> especially when it was once suggested that frequent use could imply neurodivergence
Well that explains a lot. Interestingly enough, I've found that I naturally write like an LLM, or rather the LLMs write like I did. I wonder how many other patterns we attribute to LLMs are common in neurodivergent writing just as a result of so much of the training data being areas of the internet where I'd imagine neurodivergence is overrepresented vs. the general population.
I think a lot of us who spent some formative years reading and writing on usenet tend to write like an LLM, too. Plain text with lots of intentional presentation was a hallmark of the era.
> I wonder how many other patterns we attribute to LLMs are common in neurodivergent writing just as a result of so much of the training data being areas of the internet where I'd imagine neurodivergence is overrepresented vs. the general population.
It’s a very interesting thought experiment and if we had the data to support exploring it I’d love to see what we could find. I’d imagine that some subject-matter experts would probably be discovered as being neurodivergent to the surprise of nobody but themselves.
(They probably wouldn’t appreciate opening Pandora’s box!)
Related, I've seen a lot of misidentification of Aspie writing as being LLM-generated lately.
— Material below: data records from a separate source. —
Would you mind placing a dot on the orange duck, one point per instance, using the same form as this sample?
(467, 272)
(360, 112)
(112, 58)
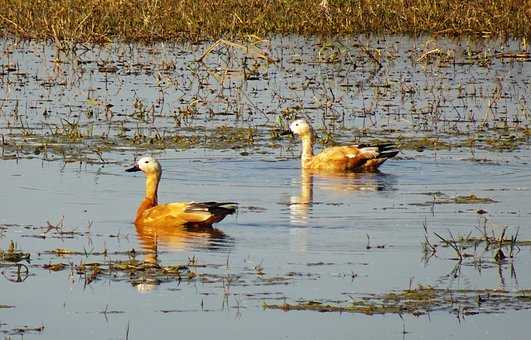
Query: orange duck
(194, 214)
(339, 158)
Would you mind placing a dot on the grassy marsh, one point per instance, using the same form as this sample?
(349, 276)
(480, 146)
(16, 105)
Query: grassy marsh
(71, 22)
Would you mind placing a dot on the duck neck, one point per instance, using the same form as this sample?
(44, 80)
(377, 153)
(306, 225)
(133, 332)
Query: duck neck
(150, 200)
(152, 185)
(307, 149)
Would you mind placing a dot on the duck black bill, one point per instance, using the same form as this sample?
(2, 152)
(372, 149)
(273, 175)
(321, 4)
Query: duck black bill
(286, 133)
(133, 168)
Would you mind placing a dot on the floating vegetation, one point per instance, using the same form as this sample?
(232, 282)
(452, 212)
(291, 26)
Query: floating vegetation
(421, 301)
(12, 254)
(496, 250)
(70, 22)
(441, 198)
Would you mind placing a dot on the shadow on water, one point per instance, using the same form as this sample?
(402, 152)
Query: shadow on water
(300, 205)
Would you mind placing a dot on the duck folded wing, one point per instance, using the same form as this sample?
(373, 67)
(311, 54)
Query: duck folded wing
(187, 213)
(360, 157)
(226, 208)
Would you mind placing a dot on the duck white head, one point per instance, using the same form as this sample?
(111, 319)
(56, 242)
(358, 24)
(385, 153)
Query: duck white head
(301, 127)
(148, 165)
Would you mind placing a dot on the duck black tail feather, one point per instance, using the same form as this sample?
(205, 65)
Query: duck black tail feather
(216, 208)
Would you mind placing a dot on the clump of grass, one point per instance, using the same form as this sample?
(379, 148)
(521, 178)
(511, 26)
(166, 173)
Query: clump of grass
(71, 21)
(420, 301)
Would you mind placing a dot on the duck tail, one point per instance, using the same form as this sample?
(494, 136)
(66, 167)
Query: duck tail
(215, 208)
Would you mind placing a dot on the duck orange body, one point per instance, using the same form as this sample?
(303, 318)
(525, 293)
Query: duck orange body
(152, 214)
(339, 158)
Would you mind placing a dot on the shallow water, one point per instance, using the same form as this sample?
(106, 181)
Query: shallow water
(296, 236)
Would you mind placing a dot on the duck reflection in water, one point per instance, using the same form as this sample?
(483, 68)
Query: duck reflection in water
(301, 205)
(154, 240)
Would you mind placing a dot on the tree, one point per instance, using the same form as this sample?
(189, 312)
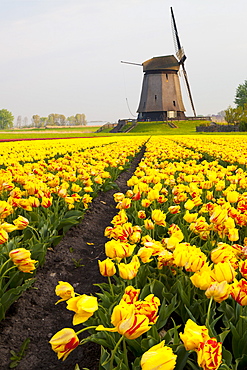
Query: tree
(233, 115)
(71, 120)
(18, 121)
(6, 119)
(43, 121)
(80, 119)
(36, 120)
(241, 95)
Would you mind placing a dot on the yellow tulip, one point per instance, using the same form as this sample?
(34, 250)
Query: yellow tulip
(64, 342)
(64, 290)
(209, 354)
(223, 271)
(239, 292)
(84, 307)
(219, 291)
(128, 271)
(158, 357)
(193, 335)
(21, 222)
(107, 267)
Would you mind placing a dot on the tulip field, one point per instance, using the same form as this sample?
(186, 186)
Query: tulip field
(175, 266)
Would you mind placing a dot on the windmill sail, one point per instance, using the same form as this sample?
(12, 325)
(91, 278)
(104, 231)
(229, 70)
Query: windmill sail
(181, 57)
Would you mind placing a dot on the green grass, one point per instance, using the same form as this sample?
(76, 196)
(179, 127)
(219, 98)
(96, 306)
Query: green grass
(162, 128)
(142, 128)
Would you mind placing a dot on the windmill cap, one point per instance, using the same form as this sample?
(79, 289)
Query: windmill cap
(168, 62)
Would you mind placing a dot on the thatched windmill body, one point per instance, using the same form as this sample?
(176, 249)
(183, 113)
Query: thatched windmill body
(161, 96)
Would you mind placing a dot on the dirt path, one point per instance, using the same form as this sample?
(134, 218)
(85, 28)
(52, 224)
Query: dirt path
(36, 317)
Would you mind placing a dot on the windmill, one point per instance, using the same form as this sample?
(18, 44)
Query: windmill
(161, 96)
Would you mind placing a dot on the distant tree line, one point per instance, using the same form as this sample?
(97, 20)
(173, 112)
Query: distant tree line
(6, 119)
(55, 119)
(238, 115)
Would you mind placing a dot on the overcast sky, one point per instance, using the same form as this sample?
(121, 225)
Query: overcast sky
(63, 56)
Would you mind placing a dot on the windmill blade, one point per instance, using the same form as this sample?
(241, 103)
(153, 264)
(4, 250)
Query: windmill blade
(181, 57)
(135, 64)
(178, 48)
(188, 89)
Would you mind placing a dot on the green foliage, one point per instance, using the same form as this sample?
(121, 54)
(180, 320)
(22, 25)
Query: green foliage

You seem Aspie to me (and parent does as well) so it makes sense that you'd also see the similarity.
Ha, well I’m not on the spectrum but ADHD does have some overlap here and there.
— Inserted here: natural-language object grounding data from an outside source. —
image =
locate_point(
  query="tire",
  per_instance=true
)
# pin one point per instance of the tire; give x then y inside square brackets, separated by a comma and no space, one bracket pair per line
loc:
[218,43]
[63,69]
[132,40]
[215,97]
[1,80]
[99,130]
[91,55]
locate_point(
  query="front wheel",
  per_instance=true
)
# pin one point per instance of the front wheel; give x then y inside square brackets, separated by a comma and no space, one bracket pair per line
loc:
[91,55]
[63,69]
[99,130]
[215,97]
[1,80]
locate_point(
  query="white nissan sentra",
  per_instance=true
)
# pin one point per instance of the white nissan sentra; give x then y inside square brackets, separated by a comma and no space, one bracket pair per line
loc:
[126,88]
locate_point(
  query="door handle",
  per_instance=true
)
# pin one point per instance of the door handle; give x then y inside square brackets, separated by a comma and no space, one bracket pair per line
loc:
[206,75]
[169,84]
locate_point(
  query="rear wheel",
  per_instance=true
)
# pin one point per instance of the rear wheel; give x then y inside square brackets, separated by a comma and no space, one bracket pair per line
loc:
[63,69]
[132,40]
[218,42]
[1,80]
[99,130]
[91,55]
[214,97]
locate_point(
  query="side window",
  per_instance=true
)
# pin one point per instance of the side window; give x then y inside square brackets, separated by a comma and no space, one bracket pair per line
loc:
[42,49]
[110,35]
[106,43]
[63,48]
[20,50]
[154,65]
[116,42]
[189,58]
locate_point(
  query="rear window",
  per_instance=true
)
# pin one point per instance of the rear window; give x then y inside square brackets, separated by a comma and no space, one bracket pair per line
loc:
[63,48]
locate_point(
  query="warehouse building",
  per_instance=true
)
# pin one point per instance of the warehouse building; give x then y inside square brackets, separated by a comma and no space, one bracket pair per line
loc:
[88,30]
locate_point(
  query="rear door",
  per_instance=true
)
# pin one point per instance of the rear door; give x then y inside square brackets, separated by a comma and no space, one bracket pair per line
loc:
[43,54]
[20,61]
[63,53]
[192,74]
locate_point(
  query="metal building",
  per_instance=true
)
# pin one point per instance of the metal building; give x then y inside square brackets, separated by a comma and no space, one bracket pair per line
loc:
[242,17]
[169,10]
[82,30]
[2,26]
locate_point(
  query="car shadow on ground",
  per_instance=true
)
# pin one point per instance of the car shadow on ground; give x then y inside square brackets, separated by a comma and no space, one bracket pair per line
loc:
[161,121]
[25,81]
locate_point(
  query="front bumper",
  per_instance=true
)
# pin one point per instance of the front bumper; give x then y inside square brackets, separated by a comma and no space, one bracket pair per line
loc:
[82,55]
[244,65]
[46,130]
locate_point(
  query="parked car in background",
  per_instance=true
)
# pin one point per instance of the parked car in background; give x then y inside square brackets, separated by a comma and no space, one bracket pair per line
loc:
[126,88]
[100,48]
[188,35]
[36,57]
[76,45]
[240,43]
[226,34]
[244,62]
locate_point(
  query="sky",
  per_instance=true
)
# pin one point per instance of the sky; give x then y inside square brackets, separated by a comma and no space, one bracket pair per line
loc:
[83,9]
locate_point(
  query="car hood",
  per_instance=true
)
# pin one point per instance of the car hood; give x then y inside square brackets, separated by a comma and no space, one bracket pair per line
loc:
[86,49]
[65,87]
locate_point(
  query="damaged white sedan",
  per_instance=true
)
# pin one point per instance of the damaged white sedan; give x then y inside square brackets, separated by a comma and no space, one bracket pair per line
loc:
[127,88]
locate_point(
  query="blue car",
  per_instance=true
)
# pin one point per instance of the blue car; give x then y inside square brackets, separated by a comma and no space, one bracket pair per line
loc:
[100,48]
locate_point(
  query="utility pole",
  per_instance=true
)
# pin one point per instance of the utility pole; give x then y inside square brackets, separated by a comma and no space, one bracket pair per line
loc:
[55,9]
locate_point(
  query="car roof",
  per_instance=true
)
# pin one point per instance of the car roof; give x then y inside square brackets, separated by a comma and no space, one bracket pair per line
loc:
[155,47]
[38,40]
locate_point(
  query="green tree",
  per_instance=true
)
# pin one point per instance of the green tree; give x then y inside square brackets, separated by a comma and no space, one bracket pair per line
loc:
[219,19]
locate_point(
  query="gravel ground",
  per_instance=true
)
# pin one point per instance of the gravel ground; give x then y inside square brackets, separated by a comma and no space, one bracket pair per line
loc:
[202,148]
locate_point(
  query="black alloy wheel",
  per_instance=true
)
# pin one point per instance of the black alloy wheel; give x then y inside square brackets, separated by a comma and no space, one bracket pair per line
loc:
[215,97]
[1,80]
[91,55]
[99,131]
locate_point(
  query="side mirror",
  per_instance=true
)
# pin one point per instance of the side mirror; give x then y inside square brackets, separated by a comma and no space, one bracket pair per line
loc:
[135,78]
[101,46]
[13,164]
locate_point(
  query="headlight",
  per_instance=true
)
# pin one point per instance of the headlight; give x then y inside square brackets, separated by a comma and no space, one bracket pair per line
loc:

I wouldn't agree that a lack of autism diagnosis is definitive because that diagnosis is primarily based on need for treatment. (Notice how the diagnostic criteria are exclusively variations of "finds it difficult to be normal".) I only see the tokenized / scratch-blocks writing style with Aspies. (This is likely what comes off as LLM-ish to others.) Non-autistics tend to be very sloppy/imprecise in comparison. ADHD primarily has to do with behavior (misbehavior in fact) and so wouldn't solely be responsible.
I have a few friends who are definitely at other places on the spectrum and yet not diagnosed. The funny thing is Aspies are the most likely to be diagnosed because their early development can be most obvious, but it's still not always caught. (This is supported by recent research identifying the presence of a finite number of distinct genetic phenotypes in the autistic spectrum.)